Eles não deveriam. Esse é o objetivo do produto químico.
Passamos DEET em nossos braços para enviar o Aedes aegypti embora. É suposto detê-los. Uma barreira simples entre a pele humana e um potencial vetor de dengue, febre amarela ou doença do Nilo Ocidental. O padrão ouro para repelência. Mas e se esse escudo tiver um buraco? Um buraco criado pelo próprio cérebro do mosquito?
Os cientistas estão investigando a biologia por trás de uma reviravolta estranha. A ideia é simples, mas irritante.
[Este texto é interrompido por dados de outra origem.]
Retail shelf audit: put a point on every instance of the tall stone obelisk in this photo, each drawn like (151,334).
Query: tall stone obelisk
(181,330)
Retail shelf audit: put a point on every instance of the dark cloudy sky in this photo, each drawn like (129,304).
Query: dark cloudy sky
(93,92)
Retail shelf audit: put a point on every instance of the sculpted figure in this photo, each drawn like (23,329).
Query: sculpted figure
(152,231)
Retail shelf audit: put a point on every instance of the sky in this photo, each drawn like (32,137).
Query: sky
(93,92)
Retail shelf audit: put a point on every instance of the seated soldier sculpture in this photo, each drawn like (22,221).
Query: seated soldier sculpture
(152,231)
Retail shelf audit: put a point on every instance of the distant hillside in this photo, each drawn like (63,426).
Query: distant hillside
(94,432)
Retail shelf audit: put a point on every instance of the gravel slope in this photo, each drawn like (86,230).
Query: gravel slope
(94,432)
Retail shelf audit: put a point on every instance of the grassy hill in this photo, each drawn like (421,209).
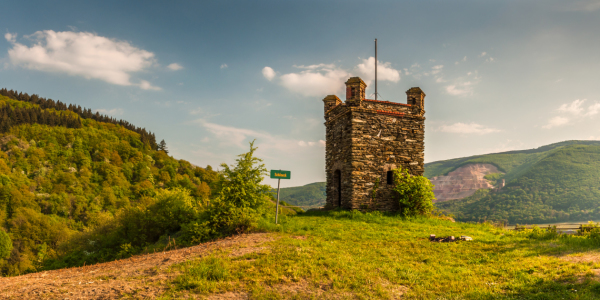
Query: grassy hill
(342,255)
(554,183)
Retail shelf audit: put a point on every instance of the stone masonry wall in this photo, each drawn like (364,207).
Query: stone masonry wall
(364,141)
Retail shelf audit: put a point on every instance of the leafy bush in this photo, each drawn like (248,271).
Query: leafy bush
(237,206)
(5,244)
(415,193)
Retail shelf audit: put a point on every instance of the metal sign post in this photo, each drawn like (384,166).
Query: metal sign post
(279,174)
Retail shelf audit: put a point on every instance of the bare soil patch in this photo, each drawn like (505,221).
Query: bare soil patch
(138,277)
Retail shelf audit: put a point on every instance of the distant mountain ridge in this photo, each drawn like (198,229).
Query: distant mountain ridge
(310,195)
(553,183)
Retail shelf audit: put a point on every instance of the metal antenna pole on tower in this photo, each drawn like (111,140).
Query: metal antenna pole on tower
(375,69)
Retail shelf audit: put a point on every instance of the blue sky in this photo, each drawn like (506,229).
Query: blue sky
(208,77)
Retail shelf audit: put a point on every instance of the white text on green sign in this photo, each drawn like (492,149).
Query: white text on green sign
(279,174)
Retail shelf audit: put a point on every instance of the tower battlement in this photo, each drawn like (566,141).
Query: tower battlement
(367,139)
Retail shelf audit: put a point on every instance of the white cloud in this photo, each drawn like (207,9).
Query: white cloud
(111,112)
(463,86)
(581,5)
(555,122)
(145,85)
(82,54)
(175,67)
(593,109)
(576,108)
(467,128)
(11,38)
(268,73)
(317,66)
(436,69)
(239,137)
(316,80)
(460,89)
(573,107)
(384,71)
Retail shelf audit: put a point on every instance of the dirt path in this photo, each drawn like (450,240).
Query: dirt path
(138,277)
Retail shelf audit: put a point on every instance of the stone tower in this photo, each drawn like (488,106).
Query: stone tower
(367,139)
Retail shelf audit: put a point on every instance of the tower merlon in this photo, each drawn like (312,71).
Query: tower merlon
(331,101)
(355,91)
(415,96)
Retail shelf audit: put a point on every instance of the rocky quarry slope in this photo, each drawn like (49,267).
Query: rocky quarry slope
(462,182)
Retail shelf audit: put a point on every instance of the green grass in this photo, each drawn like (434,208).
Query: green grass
(375,256)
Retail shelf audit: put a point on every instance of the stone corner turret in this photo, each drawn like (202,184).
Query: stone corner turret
(355,91)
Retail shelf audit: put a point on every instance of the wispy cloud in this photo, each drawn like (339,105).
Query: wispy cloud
(316,80)
(556,122)
(323,79)
(268,73)
(385,72)
(228,136)
(463,86)
(573,111)
(175,67)
(82,54)
(467,128)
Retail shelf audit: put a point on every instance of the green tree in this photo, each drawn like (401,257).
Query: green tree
(237,206)
(415,193)
(162,146)
(5,244)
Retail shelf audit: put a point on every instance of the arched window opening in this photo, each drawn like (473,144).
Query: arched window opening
(337,181)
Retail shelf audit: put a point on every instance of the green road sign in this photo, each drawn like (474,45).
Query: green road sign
(278,174)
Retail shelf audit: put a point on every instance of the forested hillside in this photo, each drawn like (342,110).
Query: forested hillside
(554,183)
(65,175)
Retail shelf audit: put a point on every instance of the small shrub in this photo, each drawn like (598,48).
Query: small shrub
(415,193)
(5,244)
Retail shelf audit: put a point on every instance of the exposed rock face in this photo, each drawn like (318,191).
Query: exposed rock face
(366,140)
(462,182)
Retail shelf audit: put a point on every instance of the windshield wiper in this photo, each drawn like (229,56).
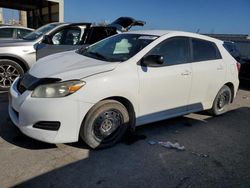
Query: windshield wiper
(98,55)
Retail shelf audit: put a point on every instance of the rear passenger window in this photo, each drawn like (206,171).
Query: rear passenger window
(204,50)
(174,51)
(6,33)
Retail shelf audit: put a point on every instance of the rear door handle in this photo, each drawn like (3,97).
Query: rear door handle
(185,73)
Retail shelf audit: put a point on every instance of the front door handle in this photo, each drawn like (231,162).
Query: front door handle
(186,73)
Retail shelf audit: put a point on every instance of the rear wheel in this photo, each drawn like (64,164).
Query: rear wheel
(9,71)
(105,124)
(221,101)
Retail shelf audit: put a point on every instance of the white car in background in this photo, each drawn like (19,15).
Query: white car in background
(13,32)
(126,80)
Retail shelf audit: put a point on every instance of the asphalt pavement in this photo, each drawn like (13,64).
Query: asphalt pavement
(217,153)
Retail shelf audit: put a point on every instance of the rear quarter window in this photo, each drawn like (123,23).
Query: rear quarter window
(204,50)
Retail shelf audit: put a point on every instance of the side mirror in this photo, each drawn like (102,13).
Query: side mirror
(153,60)
(47,39)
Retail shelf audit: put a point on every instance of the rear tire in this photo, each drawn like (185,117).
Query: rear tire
(105,124)
(221,101)
(9,71)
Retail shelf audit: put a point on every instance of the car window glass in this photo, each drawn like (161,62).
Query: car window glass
(174,51)
(6,33)
(70,36)
(118,48)
(204,50)
(22,32)
(98,33)
(41,31)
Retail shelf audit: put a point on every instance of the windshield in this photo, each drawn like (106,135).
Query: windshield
(41,31)
(120,47)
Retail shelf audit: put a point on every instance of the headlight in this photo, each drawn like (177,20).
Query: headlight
(55,90)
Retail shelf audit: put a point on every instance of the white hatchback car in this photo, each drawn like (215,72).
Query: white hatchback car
(127,80)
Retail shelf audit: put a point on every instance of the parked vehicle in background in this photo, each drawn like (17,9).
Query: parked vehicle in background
(17,56)
(13,32)
(245,69)
(126,80)
(244,61)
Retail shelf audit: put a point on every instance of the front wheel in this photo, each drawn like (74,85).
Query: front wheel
(105,124)
(9,71)
(221,101)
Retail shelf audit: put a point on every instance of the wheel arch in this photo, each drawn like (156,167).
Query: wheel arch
(231,86)
(20,61)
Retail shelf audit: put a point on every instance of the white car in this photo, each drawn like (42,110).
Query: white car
(126,80)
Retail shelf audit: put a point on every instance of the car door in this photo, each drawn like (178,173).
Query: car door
(208,73)
(164,90)
(65,39)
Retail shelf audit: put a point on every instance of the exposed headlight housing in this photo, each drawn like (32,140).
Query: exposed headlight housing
(56,90)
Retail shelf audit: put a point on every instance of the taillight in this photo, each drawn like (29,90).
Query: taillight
(238,66)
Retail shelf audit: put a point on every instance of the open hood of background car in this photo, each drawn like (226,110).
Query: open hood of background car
(125,23)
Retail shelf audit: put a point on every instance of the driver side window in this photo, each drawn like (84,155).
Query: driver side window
(174,51)
(69,36)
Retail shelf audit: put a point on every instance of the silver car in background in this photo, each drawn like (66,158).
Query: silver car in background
(17,56)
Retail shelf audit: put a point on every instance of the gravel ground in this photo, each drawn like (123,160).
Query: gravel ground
(217,152)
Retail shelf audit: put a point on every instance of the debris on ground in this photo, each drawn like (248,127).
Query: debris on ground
(171,145)
(152,142)
(200,154)
(167,144)
(245,97)
(188,124)
(131,138)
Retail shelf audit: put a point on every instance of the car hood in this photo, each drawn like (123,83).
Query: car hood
(15,42)
(69,65)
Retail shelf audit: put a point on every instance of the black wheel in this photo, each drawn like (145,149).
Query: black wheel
(105,124)
(9,71)
(221,101)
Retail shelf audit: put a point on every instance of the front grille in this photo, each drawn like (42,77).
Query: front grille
(29,82)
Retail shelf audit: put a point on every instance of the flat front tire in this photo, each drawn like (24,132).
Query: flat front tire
(9,71)
(221,101)
(105,124)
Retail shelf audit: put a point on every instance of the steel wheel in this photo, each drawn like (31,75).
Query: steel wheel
(221,101)
(9,71)
(8,74)
(105,124)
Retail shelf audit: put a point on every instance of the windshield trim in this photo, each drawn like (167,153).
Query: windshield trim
(55,25)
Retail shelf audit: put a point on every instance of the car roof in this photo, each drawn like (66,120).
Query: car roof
(169,32)
(16,26)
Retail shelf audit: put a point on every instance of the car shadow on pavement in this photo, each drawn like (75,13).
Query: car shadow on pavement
(245,85)
(223,139)
(11,134)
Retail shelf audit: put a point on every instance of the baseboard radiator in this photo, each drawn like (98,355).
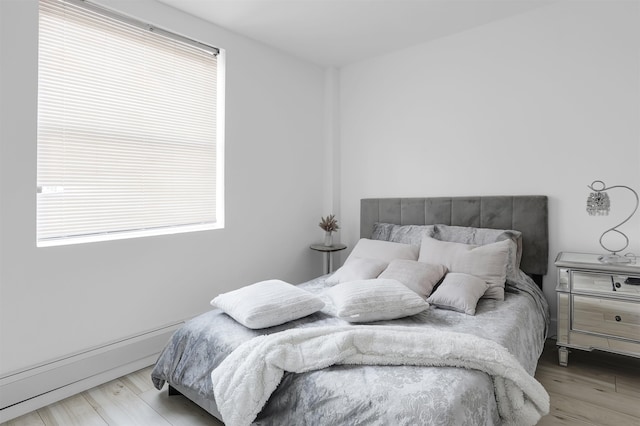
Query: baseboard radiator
(27,390)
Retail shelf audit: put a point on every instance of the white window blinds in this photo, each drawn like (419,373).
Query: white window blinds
(127,129)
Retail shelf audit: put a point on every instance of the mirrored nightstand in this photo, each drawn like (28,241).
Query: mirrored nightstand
(598,305)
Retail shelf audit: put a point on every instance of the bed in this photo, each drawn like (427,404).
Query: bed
(358,393)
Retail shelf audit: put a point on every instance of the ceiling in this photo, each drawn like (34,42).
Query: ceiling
(333,33)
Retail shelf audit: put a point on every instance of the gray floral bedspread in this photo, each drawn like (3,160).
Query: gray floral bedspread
(372,395)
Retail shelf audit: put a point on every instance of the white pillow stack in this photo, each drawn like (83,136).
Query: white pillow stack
(267,304)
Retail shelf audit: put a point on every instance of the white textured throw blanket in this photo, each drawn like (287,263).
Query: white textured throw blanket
(243,382)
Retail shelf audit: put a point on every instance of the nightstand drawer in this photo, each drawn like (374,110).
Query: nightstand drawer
(603,283)
(614,318)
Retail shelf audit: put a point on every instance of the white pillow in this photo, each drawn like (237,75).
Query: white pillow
(374,300)
(382,250)
(419,277)
(458,292)
(482,236)
(357,269)
(267,303)
(488,262)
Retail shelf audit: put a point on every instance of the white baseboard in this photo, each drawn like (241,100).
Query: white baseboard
(29,389)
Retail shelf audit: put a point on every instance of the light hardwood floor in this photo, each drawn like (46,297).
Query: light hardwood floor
(596,389)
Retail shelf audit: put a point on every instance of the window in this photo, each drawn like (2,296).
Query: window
(130,128)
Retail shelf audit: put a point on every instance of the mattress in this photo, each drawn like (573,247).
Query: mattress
(348,394)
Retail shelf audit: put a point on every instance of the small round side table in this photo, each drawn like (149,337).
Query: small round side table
(328,250)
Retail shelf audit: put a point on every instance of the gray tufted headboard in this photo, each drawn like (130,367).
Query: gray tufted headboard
(525,213)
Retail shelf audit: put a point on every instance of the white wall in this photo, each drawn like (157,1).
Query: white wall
(60,300)
(541,103)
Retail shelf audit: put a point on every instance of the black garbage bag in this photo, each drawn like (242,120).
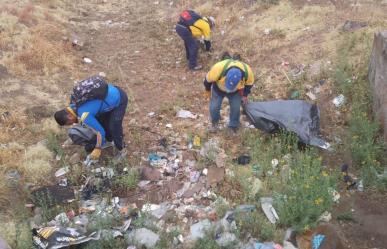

Os mosquitos podem realmente aprender a gostar do cheiro do seu próprio veneno. Ou pelo menos pare de odiá-lo o suficiente para continuar nos mordendo.
Vejamos como o comportamento funciona. Um inseto — aquele artrópode com seis pernas segmentadas e três partes principais do corpo, cabeça, tórax e abdômen — age com base em instintos e experiência. Sinais químicos os guiam. Uma substância formada por átomos unidos em uma concentração fixa, como H2O onde dois hidrogênios abraçam um oxigênio, geralmente grita “fique longe” ou “aproxime-se”.
Se você alterar o contexto de um cheiro, poderá alterar o comportamento que ele desencadeia.
É aqui que fica pegajoso.
Em frascos de laboratório – aqueles recipientes de vidro com gargalos estreitos usados para experimentos químicos e biológicos estéreis – os pesquisadores combinaram o cheiro de dietiltoluamida (esse é o nome longo de DEET) com uma recompensa. No comportamento animal, uma recompensa geralmente é comida. Uma bolinha saborosa. Algo positivo. Se o mosquito sentir o cheiro do repelente e pegar açúcar, isso liga os dois. Uma ligação entre o cheiro de segurança (ou fome) e o produto químico que usamos para afastá-los.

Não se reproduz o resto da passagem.